NEWTOWN, Conn. -- The success of the Siemens SGT-8000H family of gas turbines in the current environment of overcapacity, depressed prices, and large inventories of unsold or underutilized units must be a significant relief for Siemens. The company has made no secret of the fact that it is finding the current market an exceptionally difficult one, as it struggles to hit its sales and profitability targets.
It is significant that every combined-cycle power plant currently being projected envisions a choice between the MHPS 501/701JAC, the SGT-8000H, and the GE 9HA. Of these three, 2018 saw the MHPS product achieve the most significant results in both technical and sales terms.

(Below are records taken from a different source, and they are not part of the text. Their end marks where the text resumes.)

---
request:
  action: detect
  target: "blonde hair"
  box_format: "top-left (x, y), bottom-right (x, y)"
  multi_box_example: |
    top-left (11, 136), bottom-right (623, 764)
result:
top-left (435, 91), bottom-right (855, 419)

This highlights the severity of the problems facing both GE and Siemens.
However, as the situation is fluid, this can easily change. One very interesting feature of the Lordstown Energy Center contract is that Siemens took a 27 percent share in the investment and equity of the facility. This was probably a major factor in winning that highly critical order. Other companies will undoubtedly observe this tactic at work and attempt to emulate it.
The Egyptian order gave Siemens dominance in the short term, but the successful 2018 sales record of MHPS has put that group in the driver's seat - at least, again, in the short term. From a meta-forecast point of view, sales of Siemens, GE, and Mitsubishi are likely to be running almost level in the medium and long term.